Denninger heeft er ook zo zijn ideeën bij:
quote:
Let's add a bit of analysis to the Turkey thing, shall we?
Turkey, as you recall, dramatically raised rates last night. The market reacted with a monstrous 10 handle spike in the futures overnight, which now has reversed to near-10 handle loss.
Why?
Turkey took the action because capital was fleeing their country. How do you stop it? Well, you can try to put hard capital controls in, but if you do that people will look for a way around it, and now you've declared that investing in your nation is not safe because that investment becomes "involuntary" whenever you decide to make it that way.
That has a bad impact on confidence, you see.
So instead what you do is dramatically raise rates by withdrawing liquidity. This, you hope, gives people a reason to invest in your country.
That will probably, in the immediate term anyway, stop the capital flight.
But there is a cost associated with that. What happens to all the people who would want to borrow money to do something, and worse, what happens to those who already have borrowed money and need to roll it over?
Ah, grasshopper, that's a problem. See, how do you plan to roll over your debt when suddenly a 400+bps increase shows up in the rate of borrowing? You can't. And if you can't afford the new, higher rates? You are instantly screwed.
Worse, to the extent that this causes people to want to invest in your country for new loans it makes you "more competitive" than everyone else around who is practicing the ultra-low-rate game. This in turn means that you are stoking capital flight elsewhere.
And what will those nations do in response? Why they might raise rates too! In fact, they might have to, for the same reason you tried it.
All of this is of no great import if there is no material amount of leverage -- that is, outstanding borrowing -- in the system. But if there is then it's a double ocular penetration that comes to everyone who has borrowed or lent money. That borrowers get it in both holes is obvious, but that lenders get both eye sockets penetrated is not for most people -- but it should be.
See, when the new rate of issuing debt is up 4% the imputed value of all existing paper -- such as bonds -- goes down in value by a commensurate amount times its remaining duration. And who holds that paper? Banks, insurance companies and pension funds, primarily.
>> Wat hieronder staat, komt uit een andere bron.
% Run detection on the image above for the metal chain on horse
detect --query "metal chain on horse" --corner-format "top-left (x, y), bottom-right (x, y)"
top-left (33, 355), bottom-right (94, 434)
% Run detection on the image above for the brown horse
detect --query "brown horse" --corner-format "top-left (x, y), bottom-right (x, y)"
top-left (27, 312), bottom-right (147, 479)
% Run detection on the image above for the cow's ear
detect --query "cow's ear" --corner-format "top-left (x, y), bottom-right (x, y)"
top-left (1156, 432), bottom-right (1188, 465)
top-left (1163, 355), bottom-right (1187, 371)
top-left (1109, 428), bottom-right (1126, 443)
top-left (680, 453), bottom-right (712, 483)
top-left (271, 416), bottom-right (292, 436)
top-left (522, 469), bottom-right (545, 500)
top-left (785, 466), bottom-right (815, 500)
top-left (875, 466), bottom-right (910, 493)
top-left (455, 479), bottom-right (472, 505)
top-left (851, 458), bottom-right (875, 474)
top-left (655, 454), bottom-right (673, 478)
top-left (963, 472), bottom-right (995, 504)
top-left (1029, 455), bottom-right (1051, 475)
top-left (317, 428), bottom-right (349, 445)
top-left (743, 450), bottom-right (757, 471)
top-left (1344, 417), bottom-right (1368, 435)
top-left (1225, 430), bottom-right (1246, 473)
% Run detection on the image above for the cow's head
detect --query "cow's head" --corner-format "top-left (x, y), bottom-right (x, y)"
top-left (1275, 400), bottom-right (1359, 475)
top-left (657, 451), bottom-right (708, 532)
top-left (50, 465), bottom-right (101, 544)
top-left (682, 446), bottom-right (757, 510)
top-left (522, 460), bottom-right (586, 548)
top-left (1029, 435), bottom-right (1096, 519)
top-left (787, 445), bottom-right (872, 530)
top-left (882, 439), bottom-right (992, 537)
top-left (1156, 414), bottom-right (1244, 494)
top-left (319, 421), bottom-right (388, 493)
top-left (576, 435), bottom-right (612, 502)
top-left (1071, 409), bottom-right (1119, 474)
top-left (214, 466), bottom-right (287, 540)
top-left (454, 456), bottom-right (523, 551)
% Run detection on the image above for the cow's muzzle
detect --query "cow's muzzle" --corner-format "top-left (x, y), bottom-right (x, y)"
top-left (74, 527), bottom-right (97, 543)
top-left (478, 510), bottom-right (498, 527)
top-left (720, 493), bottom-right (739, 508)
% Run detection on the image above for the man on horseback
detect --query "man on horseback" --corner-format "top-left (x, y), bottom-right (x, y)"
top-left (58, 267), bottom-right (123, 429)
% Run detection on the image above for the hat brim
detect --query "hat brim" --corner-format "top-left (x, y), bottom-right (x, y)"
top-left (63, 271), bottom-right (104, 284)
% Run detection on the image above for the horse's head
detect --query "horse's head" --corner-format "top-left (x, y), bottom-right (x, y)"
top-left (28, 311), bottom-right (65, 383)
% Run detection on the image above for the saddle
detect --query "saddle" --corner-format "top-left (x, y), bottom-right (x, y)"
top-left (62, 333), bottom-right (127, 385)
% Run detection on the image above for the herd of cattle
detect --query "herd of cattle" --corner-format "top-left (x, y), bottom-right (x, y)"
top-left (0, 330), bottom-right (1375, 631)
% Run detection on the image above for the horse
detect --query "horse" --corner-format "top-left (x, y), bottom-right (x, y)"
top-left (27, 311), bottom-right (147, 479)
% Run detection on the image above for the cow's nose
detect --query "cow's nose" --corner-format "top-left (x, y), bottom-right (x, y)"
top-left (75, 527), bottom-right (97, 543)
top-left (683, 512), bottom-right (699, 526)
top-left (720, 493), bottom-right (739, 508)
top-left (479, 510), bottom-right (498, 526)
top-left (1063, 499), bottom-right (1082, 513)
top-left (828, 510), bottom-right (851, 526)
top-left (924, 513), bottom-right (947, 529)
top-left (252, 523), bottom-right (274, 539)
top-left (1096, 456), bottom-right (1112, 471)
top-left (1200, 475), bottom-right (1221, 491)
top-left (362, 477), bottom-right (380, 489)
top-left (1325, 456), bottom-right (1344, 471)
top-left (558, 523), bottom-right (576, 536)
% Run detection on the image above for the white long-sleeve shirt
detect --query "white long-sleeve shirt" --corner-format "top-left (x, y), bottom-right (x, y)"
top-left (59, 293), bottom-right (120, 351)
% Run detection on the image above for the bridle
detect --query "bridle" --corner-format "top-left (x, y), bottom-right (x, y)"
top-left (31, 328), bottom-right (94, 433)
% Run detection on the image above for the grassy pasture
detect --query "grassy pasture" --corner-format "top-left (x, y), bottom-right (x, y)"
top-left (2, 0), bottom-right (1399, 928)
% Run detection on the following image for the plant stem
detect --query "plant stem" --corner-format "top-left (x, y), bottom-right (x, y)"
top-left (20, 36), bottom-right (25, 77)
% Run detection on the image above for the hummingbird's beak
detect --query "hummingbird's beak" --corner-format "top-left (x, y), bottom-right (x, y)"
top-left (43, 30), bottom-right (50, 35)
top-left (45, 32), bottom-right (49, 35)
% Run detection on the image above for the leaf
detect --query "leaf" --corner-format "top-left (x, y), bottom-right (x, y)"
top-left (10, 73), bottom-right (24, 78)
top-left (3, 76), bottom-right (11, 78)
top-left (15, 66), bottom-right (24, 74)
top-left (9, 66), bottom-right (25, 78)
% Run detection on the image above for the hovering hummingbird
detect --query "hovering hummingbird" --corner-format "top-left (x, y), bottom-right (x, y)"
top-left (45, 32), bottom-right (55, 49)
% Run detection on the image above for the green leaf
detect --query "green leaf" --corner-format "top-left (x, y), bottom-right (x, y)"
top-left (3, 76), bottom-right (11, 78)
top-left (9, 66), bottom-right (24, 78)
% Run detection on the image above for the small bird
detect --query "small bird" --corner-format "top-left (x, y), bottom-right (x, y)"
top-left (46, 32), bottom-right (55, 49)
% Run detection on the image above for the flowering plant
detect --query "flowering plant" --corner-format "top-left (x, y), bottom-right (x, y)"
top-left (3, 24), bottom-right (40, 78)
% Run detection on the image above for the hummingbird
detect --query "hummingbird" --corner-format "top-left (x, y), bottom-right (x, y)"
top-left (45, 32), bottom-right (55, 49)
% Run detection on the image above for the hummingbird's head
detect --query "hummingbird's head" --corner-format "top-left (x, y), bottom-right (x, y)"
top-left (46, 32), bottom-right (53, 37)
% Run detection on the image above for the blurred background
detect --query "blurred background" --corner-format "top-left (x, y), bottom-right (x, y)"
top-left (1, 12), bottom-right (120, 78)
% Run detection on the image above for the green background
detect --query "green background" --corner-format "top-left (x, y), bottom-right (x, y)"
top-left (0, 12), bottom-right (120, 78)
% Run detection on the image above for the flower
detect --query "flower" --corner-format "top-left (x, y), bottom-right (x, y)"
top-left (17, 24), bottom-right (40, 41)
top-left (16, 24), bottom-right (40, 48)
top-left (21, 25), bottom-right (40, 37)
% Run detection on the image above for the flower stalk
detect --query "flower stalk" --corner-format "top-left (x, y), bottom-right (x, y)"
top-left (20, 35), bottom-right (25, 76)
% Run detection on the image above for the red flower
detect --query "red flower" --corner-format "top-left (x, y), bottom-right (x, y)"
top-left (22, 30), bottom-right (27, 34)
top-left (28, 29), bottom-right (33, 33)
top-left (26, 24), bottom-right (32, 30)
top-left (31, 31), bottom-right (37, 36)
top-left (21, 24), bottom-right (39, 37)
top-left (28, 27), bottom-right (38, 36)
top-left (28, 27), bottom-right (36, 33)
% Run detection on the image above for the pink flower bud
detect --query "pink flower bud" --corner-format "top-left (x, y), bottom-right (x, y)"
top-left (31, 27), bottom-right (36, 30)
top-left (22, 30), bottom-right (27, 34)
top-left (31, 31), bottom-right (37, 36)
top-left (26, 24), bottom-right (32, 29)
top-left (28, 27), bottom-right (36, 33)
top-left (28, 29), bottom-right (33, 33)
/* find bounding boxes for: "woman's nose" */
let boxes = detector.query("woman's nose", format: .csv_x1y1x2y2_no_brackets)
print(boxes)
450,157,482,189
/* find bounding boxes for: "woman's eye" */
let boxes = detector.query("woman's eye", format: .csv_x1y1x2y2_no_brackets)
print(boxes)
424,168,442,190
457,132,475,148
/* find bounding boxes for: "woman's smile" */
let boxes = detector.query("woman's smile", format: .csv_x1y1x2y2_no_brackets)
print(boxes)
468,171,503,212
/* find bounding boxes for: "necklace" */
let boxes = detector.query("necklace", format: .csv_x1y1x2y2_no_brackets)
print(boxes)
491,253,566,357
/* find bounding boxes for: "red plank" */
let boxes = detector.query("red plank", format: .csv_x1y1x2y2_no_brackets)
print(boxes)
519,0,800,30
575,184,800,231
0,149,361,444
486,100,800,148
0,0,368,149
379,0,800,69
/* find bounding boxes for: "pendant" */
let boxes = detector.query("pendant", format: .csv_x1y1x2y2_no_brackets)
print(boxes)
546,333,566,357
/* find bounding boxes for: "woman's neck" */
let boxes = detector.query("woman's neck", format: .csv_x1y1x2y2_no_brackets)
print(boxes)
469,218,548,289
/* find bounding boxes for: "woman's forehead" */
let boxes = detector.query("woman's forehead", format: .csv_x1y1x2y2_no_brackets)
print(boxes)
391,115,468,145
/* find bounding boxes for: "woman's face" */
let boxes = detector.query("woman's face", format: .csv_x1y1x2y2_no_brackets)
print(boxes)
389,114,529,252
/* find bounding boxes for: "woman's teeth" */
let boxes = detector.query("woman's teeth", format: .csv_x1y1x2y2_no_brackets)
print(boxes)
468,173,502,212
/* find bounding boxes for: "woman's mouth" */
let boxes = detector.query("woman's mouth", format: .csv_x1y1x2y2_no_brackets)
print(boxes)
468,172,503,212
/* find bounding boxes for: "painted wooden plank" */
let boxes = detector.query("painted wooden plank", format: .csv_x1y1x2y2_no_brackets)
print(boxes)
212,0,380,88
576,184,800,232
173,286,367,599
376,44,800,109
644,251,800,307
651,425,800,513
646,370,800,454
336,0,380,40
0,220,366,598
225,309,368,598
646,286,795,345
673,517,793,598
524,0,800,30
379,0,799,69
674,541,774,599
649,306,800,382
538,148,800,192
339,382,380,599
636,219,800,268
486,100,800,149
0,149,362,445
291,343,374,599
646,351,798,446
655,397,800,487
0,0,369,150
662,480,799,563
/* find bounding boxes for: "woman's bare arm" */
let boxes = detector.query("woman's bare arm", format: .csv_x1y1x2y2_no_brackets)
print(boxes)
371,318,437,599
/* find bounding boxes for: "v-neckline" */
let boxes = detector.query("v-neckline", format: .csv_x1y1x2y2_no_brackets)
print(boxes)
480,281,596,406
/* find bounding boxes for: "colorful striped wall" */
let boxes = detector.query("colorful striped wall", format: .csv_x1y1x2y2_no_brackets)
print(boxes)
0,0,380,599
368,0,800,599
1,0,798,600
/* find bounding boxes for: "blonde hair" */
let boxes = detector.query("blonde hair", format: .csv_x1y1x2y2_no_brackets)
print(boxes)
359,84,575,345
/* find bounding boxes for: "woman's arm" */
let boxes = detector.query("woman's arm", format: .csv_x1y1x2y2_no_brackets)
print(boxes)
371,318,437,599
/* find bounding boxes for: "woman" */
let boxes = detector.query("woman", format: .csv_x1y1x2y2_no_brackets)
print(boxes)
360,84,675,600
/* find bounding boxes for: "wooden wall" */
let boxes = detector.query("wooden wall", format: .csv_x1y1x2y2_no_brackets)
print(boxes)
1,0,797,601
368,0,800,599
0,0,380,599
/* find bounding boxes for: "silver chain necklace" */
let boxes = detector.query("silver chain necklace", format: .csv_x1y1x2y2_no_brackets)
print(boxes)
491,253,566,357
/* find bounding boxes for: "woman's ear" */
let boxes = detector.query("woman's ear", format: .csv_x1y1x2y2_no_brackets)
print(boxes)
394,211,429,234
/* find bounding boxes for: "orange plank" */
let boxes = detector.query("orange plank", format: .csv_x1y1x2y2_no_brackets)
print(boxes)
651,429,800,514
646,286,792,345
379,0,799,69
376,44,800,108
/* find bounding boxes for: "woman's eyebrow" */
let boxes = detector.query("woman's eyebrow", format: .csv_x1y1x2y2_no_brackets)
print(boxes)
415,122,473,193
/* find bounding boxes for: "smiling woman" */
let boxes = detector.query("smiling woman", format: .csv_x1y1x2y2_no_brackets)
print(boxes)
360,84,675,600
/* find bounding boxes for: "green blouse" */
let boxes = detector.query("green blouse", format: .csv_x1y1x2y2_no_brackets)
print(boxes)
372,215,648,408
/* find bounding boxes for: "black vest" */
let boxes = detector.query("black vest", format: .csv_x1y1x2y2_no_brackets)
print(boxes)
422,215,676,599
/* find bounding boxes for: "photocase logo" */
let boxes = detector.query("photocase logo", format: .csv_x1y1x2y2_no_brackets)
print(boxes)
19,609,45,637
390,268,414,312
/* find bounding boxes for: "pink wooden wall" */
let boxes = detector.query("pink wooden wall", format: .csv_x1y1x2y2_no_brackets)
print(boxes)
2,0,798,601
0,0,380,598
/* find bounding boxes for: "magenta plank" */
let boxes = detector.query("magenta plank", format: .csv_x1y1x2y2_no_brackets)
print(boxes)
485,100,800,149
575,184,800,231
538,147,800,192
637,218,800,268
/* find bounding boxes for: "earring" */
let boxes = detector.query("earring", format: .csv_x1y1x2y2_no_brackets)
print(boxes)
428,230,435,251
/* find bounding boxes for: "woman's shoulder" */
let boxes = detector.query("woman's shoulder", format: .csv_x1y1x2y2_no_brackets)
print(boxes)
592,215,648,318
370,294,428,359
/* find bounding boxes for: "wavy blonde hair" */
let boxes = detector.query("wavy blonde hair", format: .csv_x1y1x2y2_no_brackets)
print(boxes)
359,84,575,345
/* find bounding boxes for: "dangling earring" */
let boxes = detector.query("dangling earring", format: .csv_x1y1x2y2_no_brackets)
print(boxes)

I have tried to point out for several years now that the premise of low rates "stimulating" the economy was a false God, because that which you get in lower interest payments the lender takes in the ass in the form of lower interest income. The only reason it appears to work is duration matching, but that's a short-term phenomena and is an active fraud to promote because the damage is simply spread out -- it shows up slower than the "gain" but it also dissipates slower as well in an exactly equal amount. There is thus no actual gain at all, and the distortion it puts into the marketplace in the form of imputed value on those bonds that is in fact false is extremely dangerous, especially when that shows up in the government sector and people are "allowed" to claim those bonds are money-good without having to mark them to market prices.
What Turkey did isn't going to stabilize anything; it in fact is going to undercover insolvencies and that will spread.
Bet on it.
Oh, and we deserve what's coming here because our President, our Congress (remember Kanjorski's hearing?) and our Fed have all actively participated in this charade over the last five years.
Ik vraag me echt af of dit een van de eerste domino's is.
Escaping from a liquidity trap may be impossible, much like light trapped in a black hole.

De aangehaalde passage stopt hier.